As for the more controversial content in Overlord, Hastings rationally points out that the Allies' habits of picking the "cream of the crop" for the air forces, the special forces units (Rangers, airborne, and Commandos), intelligence, and other specialized units meant that the infantry - the "boots on the ground" component of the Allied armies - had to make do with the average draftee or volunteer. That's not to say that Hastings believes that the GIs and Tommies were all inept and poorly trained. He clearly doesn't say that in Overlord. However, he does point out that the realities of World War II, including the decision to cut down on training time for new classes of conscripts as D-Day approached to be able to have a pool of replacements meant that the Allied armies would send younger and less-prepared soldiers to face off against some of the best German units at Hitler's disposal.

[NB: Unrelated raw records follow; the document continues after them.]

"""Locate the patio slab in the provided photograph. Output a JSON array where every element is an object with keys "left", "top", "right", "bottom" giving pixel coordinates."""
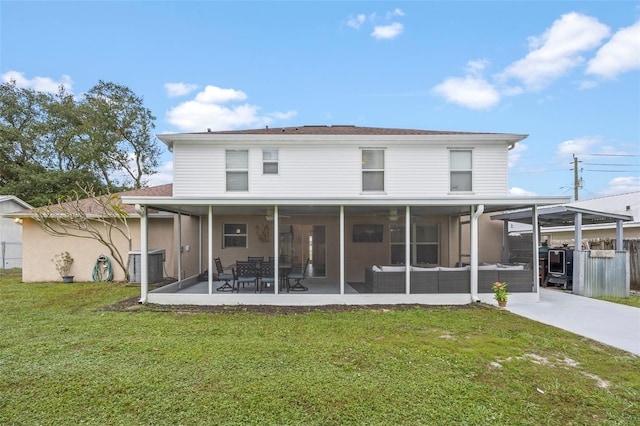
[{"left": 507, "top": 288, "right": 640, "bottom": 355}]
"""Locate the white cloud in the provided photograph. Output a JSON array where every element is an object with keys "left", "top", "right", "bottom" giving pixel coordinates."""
[
  {"left": 499, "top": 12, "right": 610, "bottom": 90},
  {"left": 509, "top": 187, "right": 538, "bottom": 197},
  {"left": 556, "top": 137, "right": 601, "bottom": 156},
  {"left": 509, "top": 143, "right": 529, "bottom": 168},
  {"left": 2, "top": 71, "right": 73, "bottom": 93},
  {"left": 386, "top": 8, "right": 404, "bottom": 19},
  {"left": 433, "top": 76, "right": 500, "bottom": 110},
  {"left": 607, "top": 176, "right": 640, "bottom": 194},
  {"left": 347, "top": 8, "right": 404, "bottom": 40},
  {"left": 164, "top": 83, "right": 198, "bottom": 98},
  {"left": 371, "top": 22, "right": 404, "bottom": 40},
  {"left": 586, "top": 21, "right": 640, "bottom": 78},
  {"left": 147, "top": 161, "right": 173, "bottom": 186},
  {"left": 196, "top": 85, "right": 247, "bottom": 104},
  {"left": 167, "top": 86, "right": 297, "bottom": 132},
  {"left": 347, "top": 13, "right": 367, "bottom": 30}
]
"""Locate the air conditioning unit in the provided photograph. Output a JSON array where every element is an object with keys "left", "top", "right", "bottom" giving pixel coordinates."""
[{"left": 129, "top": 249, "right": 166, "bottom": 283}]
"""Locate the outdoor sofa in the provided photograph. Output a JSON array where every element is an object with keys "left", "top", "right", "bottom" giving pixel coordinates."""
[{"left": 364, "top": 264, "right": 533, "bottom": 294}]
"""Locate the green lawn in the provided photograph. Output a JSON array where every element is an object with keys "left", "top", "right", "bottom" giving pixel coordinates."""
[{"left": 0, "top": 276, "right": 640, "bottom": 425}]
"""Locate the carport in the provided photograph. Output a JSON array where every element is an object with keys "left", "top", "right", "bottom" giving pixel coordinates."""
[{"left": 491, "top": 205, "right": 633, "bottom": 297}]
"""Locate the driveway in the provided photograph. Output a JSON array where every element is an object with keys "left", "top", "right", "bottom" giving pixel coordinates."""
[{"left": 507, "top": 288, "right": 640, "bottom": 355}]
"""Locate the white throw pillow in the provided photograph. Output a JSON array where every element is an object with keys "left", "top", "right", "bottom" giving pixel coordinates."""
[{"left": 411, "top": 266, "right": 440, "bottom": 272}]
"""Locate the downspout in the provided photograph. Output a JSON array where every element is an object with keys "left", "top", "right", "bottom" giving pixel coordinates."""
[
  {"left": 136, "top": 204, "right": 149, "bottom": 303},
  {"left": 207, "top": 204, "right": 213, "bottom": 295},
  {"left": 274, "top": 204, "right": 281, "bottom": 295},
  {"left": 469, "top": 204, "right": 484, "bottom": 302},
  {"left": 404, "top": 206, "right": 413, "bottom": 294},
  {"left": 340, "top": 206, "right": 345, "bottom": 296}
]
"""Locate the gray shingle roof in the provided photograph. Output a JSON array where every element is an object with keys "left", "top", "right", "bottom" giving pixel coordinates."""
[{"left": 194, "top": 125, "right": 496, "bottom": 135}]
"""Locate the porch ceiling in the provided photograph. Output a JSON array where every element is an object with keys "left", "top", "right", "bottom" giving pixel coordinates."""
[{"left": 122, "top": 196, "right": 569, "bottom": 217}]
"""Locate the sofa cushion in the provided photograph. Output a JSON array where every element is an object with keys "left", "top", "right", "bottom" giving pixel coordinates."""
[
  {"left": 382, "top": 266, "right": 405, "bottom": 272},
  {"left": 411, "top": 266, "right": 440, "bottom": 272}
]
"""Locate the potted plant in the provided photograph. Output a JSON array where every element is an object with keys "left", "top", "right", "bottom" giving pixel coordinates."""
[
  {"left": 491, "top": 281, "right": 509, "bottom": 308},
  {"left": 51, "top": 251, "right": 73, "bottom": 283}
]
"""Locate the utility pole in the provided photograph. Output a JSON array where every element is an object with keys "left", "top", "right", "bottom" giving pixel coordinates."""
[{"left": 573, "top": 154, "right": 582, "bottom": 201}]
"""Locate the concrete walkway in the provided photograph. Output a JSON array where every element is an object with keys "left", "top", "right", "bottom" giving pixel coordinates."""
[{"left": 507, "top": 288, "right": 640, "bottom": 355}]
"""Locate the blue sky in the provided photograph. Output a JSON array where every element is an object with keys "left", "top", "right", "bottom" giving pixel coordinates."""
[{"left": 0, "top": 0, "right": 640, "bottom": 199}]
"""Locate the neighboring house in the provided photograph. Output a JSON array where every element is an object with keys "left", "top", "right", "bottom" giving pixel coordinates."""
[
  {"left": 3, "top": 184, "right": 186, "bottom": 282},
  {"left": 122, "top": 126, "right": 569, "bottom": 305},
  {"left": 0, "top": 195, "right": 31, "bottom": 269}
]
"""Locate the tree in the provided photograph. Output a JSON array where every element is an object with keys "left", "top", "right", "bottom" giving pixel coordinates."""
[
  {"left": 0, "top": 81, "right": 50, "bottom": 185},
  {"left": 80, "top": 81, "right": 160, "bottom": 189},
  {"left": 32, "top": 188, "right": 131, "bottom": 282},
  {"left": 0, "top": 81, "right": 160, "bottom": 206}
]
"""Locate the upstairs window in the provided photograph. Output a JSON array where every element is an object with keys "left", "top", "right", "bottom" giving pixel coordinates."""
[
  {"left": 362, "top": 149, "right": 384, "bottom": 192},
  {"left": 449, "top": 149, "right": 473, "bottom": 192},
  {"left": 262, "top": 149, "right": 278, "bottom": 175},
  {"left": 226, "top": 150, "right": 249, "bottom": 191}
]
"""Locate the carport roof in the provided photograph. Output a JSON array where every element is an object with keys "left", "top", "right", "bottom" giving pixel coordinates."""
[{"left": 491, "top": 205, "right": 633, "bottom": 227}]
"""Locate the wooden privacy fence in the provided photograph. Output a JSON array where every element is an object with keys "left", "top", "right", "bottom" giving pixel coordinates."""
[
  {"left": 622, "top": 240, "right": 640, "bottom": 291},
  {"left": 574, "top": 250, "right": 630, "bottom": 297}
]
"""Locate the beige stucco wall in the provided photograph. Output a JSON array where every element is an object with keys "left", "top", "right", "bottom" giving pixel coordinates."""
[{"left": 22, "top": 217, "right": 177, "bottom": 282}]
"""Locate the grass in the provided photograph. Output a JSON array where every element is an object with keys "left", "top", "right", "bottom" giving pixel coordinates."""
[{"left": 0, "top": 277, "right": 640, "bottom": 425}]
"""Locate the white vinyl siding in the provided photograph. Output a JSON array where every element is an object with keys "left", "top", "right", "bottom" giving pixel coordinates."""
[{"left": 173, "top": 140, "right": 508, "bottom": 198}]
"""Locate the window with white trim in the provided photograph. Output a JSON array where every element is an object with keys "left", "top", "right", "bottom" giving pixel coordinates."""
[
  {"left": 449, "top": 149, "right": 473, "bottom": 192},
  {"left": 226, "top": 149, "right": 249, "bottom": 191},
  {"left": 362, "top": 149, "right": 384, "bottom": 192},
  {"left": 222, "top": 223, "right": 247, "bottom": 248},
  {"left": 262, "top": 149, "right": 278, "bottom": 175},
  {"left": 389, "top": 223, "right": 440, "bottom": 265}
]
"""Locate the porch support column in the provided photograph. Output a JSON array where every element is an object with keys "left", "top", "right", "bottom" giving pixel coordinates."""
[
  {"left": 404, "top": 206, "right": 412, "bottom": 294},
  {"left": 469, "top": 204, "right": 484, "bottom": 302},
  {"left": 340, "top": 206, "right": 344, "bottom": 296},
  {"left": 178, "top": 211, "right": 182, "bottom": 281},
  {"left": 198, "top": 216, "right": 202, "bottom": 273},
  {"left": 616, "top": 219, "right": 624, "bottom": 251},
  {"left": 565, "top": 212, "right": 582, "bottom": 295},
  {"left": 136, "top": 204, "right": 149, "bottom": 303},
  {"left": 502, "top": 220, "right": 510, "bottom": 265},
  {"left": 531, "top": 204, "right": 540, "bottom": 293},
  {"left": 273, "top": 205, "right": 280, "bottom": 294},
  {"left": 207, "top": 205, "right": 213, "bottom": 294}
]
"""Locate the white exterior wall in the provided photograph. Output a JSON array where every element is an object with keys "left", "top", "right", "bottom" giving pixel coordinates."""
[{"left": 173, "top": 140, "right": 508, "bottom": 198}]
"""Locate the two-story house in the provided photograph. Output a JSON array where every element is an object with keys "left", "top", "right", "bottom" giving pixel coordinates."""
[{"left": 123, "top": 126, "right": 568, "bottom": 305}]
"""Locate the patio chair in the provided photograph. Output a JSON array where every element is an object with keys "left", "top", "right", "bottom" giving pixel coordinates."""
[
  {"left": 287, "top": 259, "right": 309, "bottom": 291},
  {"left": 233, "top": 260, "right": 258, "bottom": 292},
  {"left": 259, "top": 262, "right": 276, "bottom": 293},
  {"left": 213, "top": 257, "right": 235, "bottom": 292}
]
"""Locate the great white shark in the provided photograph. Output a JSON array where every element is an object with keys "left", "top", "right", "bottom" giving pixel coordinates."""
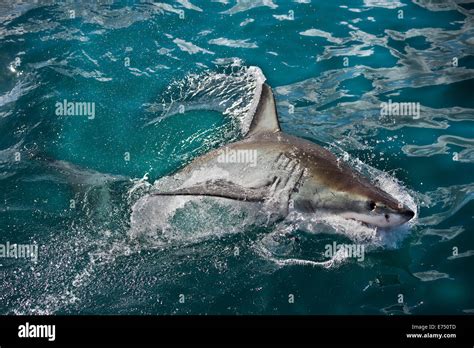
[{"left": 151, "top": 83, "right": 415, "bottom": 228}]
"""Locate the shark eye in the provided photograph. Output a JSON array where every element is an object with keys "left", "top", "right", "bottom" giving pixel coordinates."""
[{"left": 367, "top": 201, "right": 377, "bottom": 211}]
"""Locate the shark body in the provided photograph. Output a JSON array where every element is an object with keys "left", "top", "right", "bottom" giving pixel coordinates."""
[{"left": 152, "top": 84, "right": 415, "bottom": 228}]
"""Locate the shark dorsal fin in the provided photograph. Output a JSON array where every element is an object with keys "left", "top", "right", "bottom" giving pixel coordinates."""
[{"left": 247, "top": 83, "right": 280, "bottom": 137}]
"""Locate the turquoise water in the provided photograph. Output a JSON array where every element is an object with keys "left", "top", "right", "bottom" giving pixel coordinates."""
[{"left": 0, "top": 0, "right": 474, "bottom": 314}]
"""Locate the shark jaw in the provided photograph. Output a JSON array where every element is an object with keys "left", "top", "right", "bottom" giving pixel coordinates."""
[{"left": 340, "top": 209, "right": 415, "bottom": 229}]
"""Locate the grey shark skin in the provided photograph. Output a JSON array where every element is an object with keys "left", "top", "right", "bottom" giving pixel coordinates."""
[{"left": 152, "top": 84, "right": 415, "bottom": 228}]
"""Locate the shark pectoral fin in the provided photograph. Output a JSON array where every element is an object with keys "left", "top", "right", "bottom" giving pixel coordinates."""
[
  {"left": 152, "top": 180, "right": 268, "bottom": 202},
  {"left": 247, "top": 83, "right": 280, "bottom": 136}
]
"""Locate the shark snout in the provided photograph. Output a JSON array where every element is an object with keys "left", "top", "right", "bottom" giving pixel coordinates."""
[{"left": 401, "top": 209, "right": 415, "bottom": 221}]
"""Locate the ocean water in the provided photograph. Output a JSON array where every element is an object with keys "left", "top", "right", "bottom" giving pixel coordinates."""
[{"left": 0, "top": 0, "right": 474, "bottom": 315}]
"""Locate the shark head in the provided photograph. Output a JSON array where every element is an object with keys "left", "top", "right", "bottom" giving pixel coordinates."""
[
  {"left": 340, "top": 192, "right": 415, "bottom": 228},
  {"left": 294, "top": 167, "right": 415, "bottom": 229}
]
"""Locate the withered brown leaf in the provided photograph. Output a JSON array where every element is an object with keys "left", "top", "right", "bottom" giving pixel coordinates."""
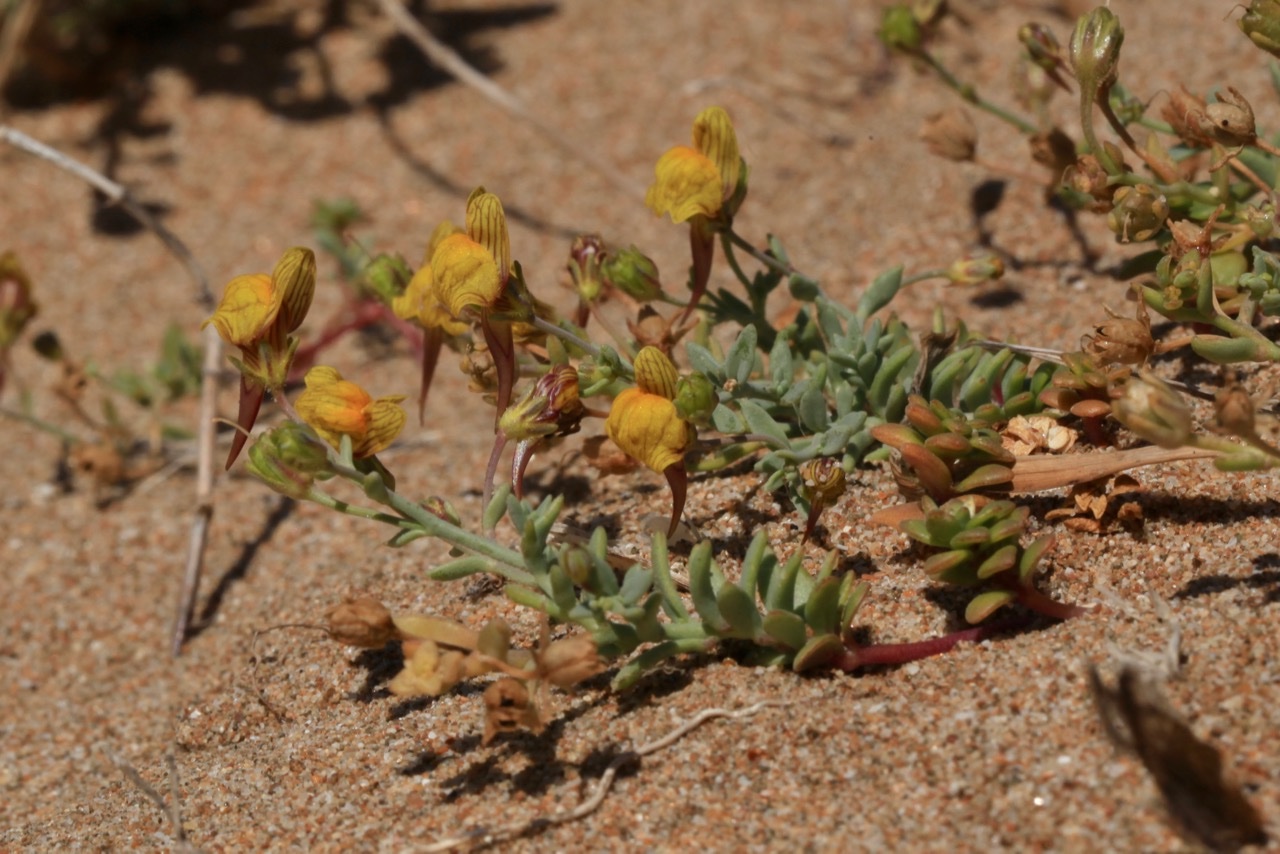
[{"left": 1089, "top": 667, "right": 1267, "bottom": 851}]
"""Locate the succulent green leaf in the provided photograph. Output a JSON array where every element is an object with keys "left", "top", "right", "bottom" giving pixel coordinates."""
[
  {"left": 687, "top": 540, "right": 724, "bottom": 631},
  {"left": 763, "top": 611, "right": 809, "bottom": 649},
  {"left": 739, "top": 399, "right": 791, "bottom": 448},
  {"left": 426, "top": 554, "right": 493, "bottom": 581},
  {"left": 716, "top": 584, "right": 763, "bottom": 640},
  {"left": 975, "top": 543, "right": 1018, "bottom": 579},
  {"left": 964, "top": 590, "right": 1018, "bottom": 625},
  {"left": 804, "top": 576, "right": 841, "bottom": 635}
]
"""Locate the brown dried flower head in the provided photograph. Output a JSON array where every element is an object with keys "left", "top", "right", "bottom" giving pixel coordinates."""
[
  {"left": 325, "top": 595, "right": 401, "bottom": 649},
  {"left": 1080, "top": 296, "right": 1156, "bottom": 367},
  {"left": 534, "top": 629, "right": 604, "bottom": 689},
  {"left": 920, "top": 106, "right": 978, "bottom": 163},
  {"left": 1202, "top": 86, "right": 1258, "bottom": 147},
  {"left": 480, "top": 676, "right": 547, "bottom": 744}
]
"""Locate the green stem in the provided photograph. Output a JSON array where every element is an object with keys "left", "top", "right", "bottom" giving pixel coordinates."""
[
  {"left": 1080, "top": 87, "right": 1124, "bottom": 175},
  {"left": 724, "top": 228, "right": 809, "bottom": 278},
  {"left": 721, "top": 232, "right": 751, "bottom": 292},
  {"left": 920, "top": 51, "right": 1038, "bottom": 136},
  {"left": 529, "top": 315, "right": 600, "bottom": 357}
]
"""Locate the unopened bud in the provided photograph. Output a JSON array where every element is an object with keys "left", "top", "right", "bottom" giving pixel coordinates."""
[
  {"left": 600, "top": 246, "right": 662, "bottom": 302},
  {"left": 635, "top": 347, "right": 680, "bottom": 401},
  {"left": 271, "top": 246, "right": 316, "bottom": 333},
  {"left": 676, "top": 371, "right": 719, "bottom": 426},
  {"left": 1107, "top": 184, "right": 1169, "bottom": 243},
  {"left": 800, "top": 457, "right": 847, "bottom": 506},
  {"left": 246, "top": 421, "right": 334, "bottom": 499},
  {"left": 0, "top": 252, "right": 40, "bottom": 350},
  {"left": 361, "top": 254, "right": 413, "bottom": 305},
  {"left": 1070, "top": 6, "right": 1124, "bottom": 96},
  {"left": 568, "top": 234, "right": 604, "bottom": 302},
  {"left": 876, "top": 3, "right": 924, "bottom": 54},
  {"left": 325, "top": 595, "right": 401, "bottom": 649}
]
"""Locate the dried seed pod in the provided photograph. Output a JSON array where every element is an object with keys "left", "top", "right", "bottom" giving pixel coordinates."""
[
  {"left": 920, "top": 106, "right": 978, "bottom": 163},
  {"left": 325, "top": 595, "right": 401, "bottom": 649}
]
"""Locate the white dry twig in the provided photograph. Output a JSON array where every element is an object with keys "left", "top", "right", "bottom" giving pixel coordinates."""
[
  {"left": 378, "top": 0, "right": 644, "bottom": 197},
  {"left": 0, "top": 124, "right": 223, "bottom": 656},
  {"left": 424, "top": 700, "right": 788, "bottom": 851}
]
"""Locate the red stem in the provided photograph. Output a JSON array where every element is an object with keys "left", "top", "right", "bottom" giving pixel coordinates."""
[{"left": 832, "top": 617, "right": 1028, "bottom": 673}]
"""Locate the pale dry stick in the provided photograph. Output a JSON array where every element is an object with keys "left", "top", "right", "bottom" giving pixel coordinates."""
[
  {"left": 378, "top": 0, "right": 644, "bottom": 197},
  {"left": 0, "top": 124, "right": 223, "bottom": 656},
  {"left": 106, "top": 750, "right": 198, "bottom": 851},
  {"left": 422, "top": 700, "right": 790, "bottom": 851}
]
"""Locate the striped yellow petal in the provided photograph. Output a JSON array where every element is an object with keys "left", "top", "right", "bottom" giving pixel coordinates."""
[
  {"left": 644, "top": 146, "right": 724, "bottom": 223},
  {"left": 604, "top": 388, "right": 695, "bottom": 472},
  {"left": 205, "top": 273, "right": 280, "bottom": 350},
  {"left": 431, "top": 234, "right": 502, "bottom": 318}
]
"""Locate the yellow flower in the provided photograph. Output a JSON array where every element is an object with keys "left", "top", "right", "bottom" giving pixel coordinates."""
[
  {"left": 296, "top": 365, "right": 404, "bottom": 458},
  {"left": 604, "top": 388, "right": 696, "bottom": 474},
  {"left": 644, "top": 106, "right": 742, "bottom": 223},
  {"left": 392, "top": 261, "right": 467, "bottom": 337},
  {"left": 431, "top": 187, "right": 511, "bottom": 319},
  {"left": 604, "top": 347, "right": 698, "bottom": 536},
  {"left": 202, "top": 246, "right": 316, "bottom": 469},
  {"left": 205, "top": 246, "right": 316, "bottom": 362}
]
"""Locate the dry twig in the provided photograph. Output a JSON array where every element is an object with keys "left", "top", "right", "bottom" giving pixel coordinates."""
[
  {"left": 378, "top": 0, "right": 644, "bottom": 197},
  {"left": 0, "top": 124, "right": 223, "bottom": 656},
  {"left": 422, "top": 700, "right": 787, "bottom": 851}
]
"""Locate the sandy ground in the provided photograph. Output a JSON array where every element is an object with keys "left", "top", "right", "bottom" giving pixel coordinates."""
[{"left": 0, "top": 0, "right": 1280, "bottom": 851}]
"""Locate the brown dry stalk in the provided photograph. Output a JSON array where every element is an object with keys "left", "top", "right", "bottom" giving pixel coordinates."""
[
  {"left": 378, "top": 0, "right": 644, "bottom": 197},
  {"left": 422, "top": 700, "right": 790, "bottom": 851},
  {"left": 1010, "top": 446, "right": 1222, "bottom": 492},
  {"left": 0, "top": 124, "right": 223, "bottom": 656}
]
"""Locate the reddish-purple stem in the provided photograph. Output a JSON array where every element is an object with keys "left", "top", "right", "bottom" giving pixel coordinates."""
[{"left": 832, "top": 617, "right": 1028, "bottom": 673}]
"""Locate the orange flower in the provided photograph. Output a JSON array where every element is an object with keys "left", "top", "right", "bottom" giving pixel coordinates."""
[
  {"left": 294, "top": 365, "right": 404, "bottom": 460},
  {"left": 204, "top": 246, "right": 316, "bottom": 469},
  {"left": 644, "top": 106, "right": 746, "bottom": 318},
  {"left": 604, "top": 347, "right": 698, "bottom": 536}
]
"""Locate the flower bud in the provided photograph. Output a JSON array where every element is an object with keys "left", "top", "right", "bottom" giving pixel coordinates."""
[
  {"left": 635, "top": 346, "right": 680, "bottom": 401},
  {"left": 1107, "top": 184, "right": 1169, "bottom": 243},
  {"left": 920, "top": 106, "right": 978, "bottom": 163},
  {"left": 1236, "top": 0, "right": 1280, "bottom": 56},
  {"left": 1111, "top": 371, "right": 1192, "bottom": 449},
  {"left": 322, "top": 594, "right": 401, "bottom": 649},
  {"left": 600, "top": 246, "right": 662, "bottom": 302},
  {"left": 246, "top": 421, "right": 333, "bottom": 499},
  {"left": 675, "top": 371, "right": 719, "bottom": 426},
  {"left": 568, "top": 234, "right": 605, "bottom": 302},
  {"left": 1070, "top": 6, "right": 1124, "bottom": 96},
  {"left": 876, "top": 3, "right": 924, "bottom": 54},
  {"left": 947, "top": 252, "right": 1005, "bottom": 284},
  {"left": 800, "top": 457, "right": 847, "bottom": 506},
  {"left": 271, "top": 246, "right": 316, "bottom": 333},
  {"left": 360, "top": 254, "right": 413, "bottom": 305},
  {"left": 1213, "top": 370, "right": 1258, "bottom": 440},
  {"left": 498, "top": 365, "right": 586, "bottom": 442}
]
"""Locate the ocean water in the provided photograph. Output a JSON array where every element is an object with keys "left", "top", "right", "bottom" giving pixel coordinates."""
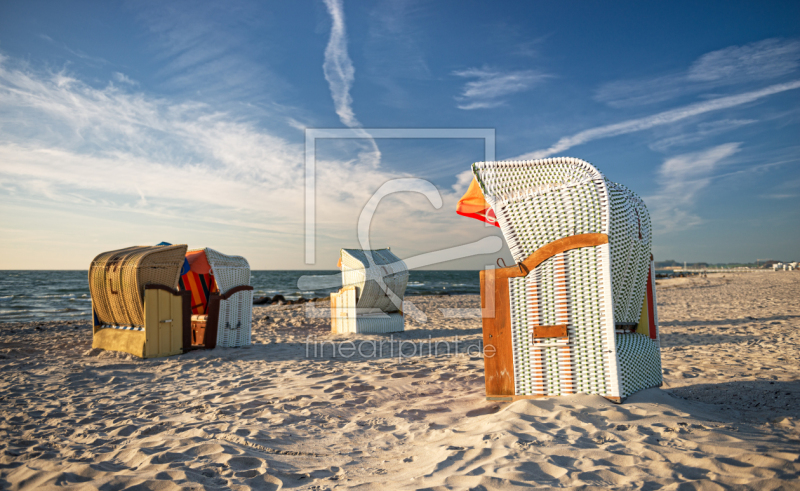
[{"left": 0, "top": 270, "right": 480, "bottom": 323}]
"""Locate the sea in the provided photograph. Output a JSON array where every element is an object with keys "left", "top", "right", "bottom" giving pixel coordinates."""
[{"left": 0, "top": 270, "right": 480, "bottom": 323}]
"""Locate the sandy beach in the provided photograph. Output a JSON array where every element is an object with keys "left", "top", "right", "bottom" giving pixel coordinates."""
[{"left": 0, "top": 272, "right": 800, "bottom": 490}]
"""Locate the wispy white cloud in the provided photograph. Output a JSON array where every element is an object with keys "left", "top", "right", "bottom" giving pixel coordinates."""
[
  {"left": 364, "top": 2, "right": 432, "bottom": 108},
  {"left": 112, "top": 72, "right": 139, "bottom": 85},
  {"left": 650, "top": 119, "right": 759, "bottom": 152},
  {"left": 0, "top": 57, "right": 494, "bottom": 268},
  {"left": 134, "top": 0, "right": 291, "bottom": 104},
  {"left": 322, "top": 0, "right": 361, "bottom": 128},
  {"left": 453, "top": 67, "right": 551, "bottom": 110},
  {"left": 595, "top": 39, "right": 800, "bottom": 108},
  {"left": 322, "top": 0, "right": 381, "bottom": 168},
  {"left": 644, "top": 143, "right": 741, "bottom": 233},
  {"left": 514, "top": 80, "right": 800, "bottom": 160},
  {"left": 686, "top": 39, "right": 800, "bottom": 83}
]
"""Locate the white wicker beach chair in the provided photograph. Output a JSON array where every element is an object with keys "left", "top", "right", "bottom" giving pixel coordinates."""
[
  {"left": 195, "top": 247, "right": 253, "bottom": 348},
  {"left": 462, "top": 158, "right": 662, "bottom": 402},
  {"left": 331, "top": 249, "right": 408, "bottom": 333}
]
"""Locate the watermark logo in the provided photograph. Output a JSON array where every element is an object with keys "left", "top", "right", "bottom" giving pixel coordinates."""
[{"left": 306, "top": 335, "right": 497, "bottom": 359}]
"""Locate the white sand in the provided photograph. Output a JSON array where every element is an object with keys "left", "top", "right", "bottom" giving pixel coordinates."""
[{"left": 0, "top": 272, "right": 800, "bottom": 490}]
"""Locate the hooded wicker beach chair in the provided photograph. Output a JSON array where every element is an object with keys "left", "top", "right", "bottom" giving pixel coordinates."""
[
  {"left": 181, "top": 248, "right": 253, "bottom": 349},
  {"left": 89, "top": 245, "right": 253, "bottom": 358},
  {"left": 89, "top": 245, "right": 191, "bottom": 358},
  {"left": 331, "top": 249, "right": 408, "bottom": 333},
  {"left": 458, "top": 158, "right": 662, "bottom": 402}
]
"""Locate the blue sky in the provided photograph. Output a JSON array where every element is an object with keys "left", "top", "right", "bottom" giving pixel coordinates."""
[{"left": 0, "top": 0, "right": 800, "bottom": 269}]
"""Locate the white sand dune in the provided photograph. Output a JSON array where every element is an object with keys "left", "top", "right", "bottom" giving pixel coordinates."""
[{"left": 0, "top": 272, "right": 800, "bottom": 491}]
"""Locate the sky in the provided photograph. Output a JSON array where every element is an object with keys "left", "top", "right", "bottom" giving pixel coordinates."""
[{"left": 0, "top": 0, "right": 800, "bottom": 269}]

Overlord: D-Day and the Battle for Normandy is a fascinating book that was intended not as a mean-spirited jab at "clueless Americans" but as a badly-needed re-examination of a campaign that had been wreathed in a mist of legends and myths. For in addition to challenging the self-congratulatory outlook of many of the early post-war books about D-Day, Hastings also calls attention to the "Erwin Rommel was a 'good' German" myth that became popular in the Fifties (when West Germany was admitted into NATO) and has never quite vanished from many war buffs' imagination. In Overlord, the author points out that Rommel "remained passionately devoted to Hitler until he became convinced that the war was militarily unwinnable."
As in all of his books about the Second World War, Hastings gives readers a balanced account of the battles, the weapons, the strategies, the commanders, and the soldiers of the Normandy campaign. It is superbly researched and well-written, and it deserves to be in the company of the works of Antony Beevor and Rick Atkinson. Overlord is definitely a classic work in the military history genre.